= Major case squad =

Police department division

A major case squad is a division within some police departments. The detectives of these divisions typically investigate crimes beyond the scope of normal squads. These functions vary from department to department.

==New York City Police Department==
The major case squad of the New York City Police Department is located at One Police Plaza in Manhattan, New York City. The squad investigates the following types of cases:

- Art theft
- Burglary or attempted burglary of a bank or bank safe
- Burglary of truck contents over $100,000
- All commercial burglaries in which the value of the property stolen exceeds $100,000
- Kidnappings, as directed by the Chief of Detectives
- Larceny by extortion, or attempted larceny by extortion, from a bank
- Larceny of truck contents over $100,000.
- Robbery, or attempted robbery, of a bank by an armed perpetrator
- All robberies in warehouse depots, or similar locations, where the objects of the crime is a truck or its contents
- Robbery of truck and contents by hijacking

The New York City Major Case Squad does not normally investigate homicides: Those are generally conducted by precinct detective squads and borough homicide squads; the exceptions involve homicides committed by violent criminal organizations that fall under larger federal RICO investigations and prosecutions, as well as the murder of police officers.
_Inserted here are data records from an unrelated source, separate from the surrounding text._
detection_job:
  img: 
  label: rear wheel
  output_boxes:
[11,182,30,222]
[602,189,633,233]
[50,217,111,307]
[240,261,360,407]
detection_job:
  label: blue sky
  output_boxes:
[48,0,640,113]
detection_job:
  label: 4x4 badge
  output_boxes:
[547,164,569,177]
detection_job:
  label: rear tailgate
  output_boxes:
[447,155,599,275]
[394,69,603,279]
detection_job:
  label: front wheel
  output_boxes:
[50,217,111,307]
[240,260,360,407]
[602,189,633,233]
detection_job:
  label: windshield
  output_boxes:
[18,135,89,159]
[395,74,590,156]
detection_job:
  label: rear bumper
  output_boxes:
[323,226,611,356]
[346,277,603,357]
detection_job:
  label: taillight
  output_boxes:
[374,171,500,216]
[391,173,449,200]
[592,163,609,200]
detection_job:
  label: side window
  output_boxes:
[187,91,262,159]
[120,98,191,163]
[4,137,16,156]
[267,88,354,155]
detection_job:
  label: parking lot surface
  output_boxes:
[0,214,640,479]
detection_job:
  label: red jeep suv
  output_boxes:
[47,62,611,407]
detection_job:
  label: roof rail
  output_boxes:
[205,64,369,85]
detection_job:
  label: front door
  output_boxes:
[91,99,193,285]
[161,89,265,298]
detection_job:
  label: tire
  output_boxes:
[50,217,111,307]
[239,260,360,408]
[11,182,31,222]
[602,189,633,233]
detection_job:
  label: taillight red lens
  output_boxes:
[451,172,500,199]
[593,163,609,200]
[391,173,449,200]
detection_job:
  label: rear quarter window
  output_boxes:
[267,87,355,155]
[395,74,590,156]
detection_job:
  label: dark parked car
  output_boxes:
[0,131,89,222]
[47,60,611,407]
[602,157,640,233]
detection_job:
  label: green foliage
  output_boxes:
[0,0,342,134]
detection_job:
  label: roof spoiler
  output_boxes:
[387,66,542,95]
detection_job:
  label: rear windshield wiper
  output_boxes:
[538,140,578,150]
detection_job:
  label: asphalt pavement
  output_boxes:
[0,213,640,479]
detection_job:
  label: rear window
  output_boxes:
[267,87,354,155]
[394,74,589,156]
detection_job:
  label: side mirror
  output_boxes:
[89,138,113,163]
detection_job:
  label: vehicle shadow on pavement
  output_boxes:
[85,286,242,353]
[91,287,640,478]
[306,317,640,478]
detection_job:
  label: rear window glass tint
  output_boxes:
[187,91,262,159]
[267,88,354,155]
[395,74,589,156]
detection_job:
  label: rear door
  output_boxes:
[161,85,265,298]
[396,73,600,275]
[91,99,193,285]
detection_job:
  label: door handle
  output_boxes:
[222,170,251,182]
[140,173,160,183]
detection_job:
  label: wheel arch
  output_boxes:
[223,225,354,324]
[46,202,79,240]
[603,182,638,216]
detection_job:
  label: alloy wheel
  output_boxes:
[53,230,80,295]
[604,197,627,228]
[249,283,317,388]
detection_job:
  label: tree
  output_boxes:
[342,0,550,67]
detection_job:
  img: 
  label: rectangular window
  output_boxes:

On the matter of the homicides of police officers, the major case squad was originally formed in response to the wave of assassinations of police officers in the late 1960s and early 1970s. The ultimate responsibility for any homicide case in NYC rests with the precinct detective squad concerned, but the major case squad has historically played a large and important role in the investigation of any homicide of an NYC police officer.

==St. Louis==
The Major Case Squad of Greater St. Louis was formed in 1965 and is a multi-departmental unit charged with investigating major crimes in six Missouri and four Illinois counties. The squad brings together specially trained, and highly experienced investigators and averages an 80% clearance rate.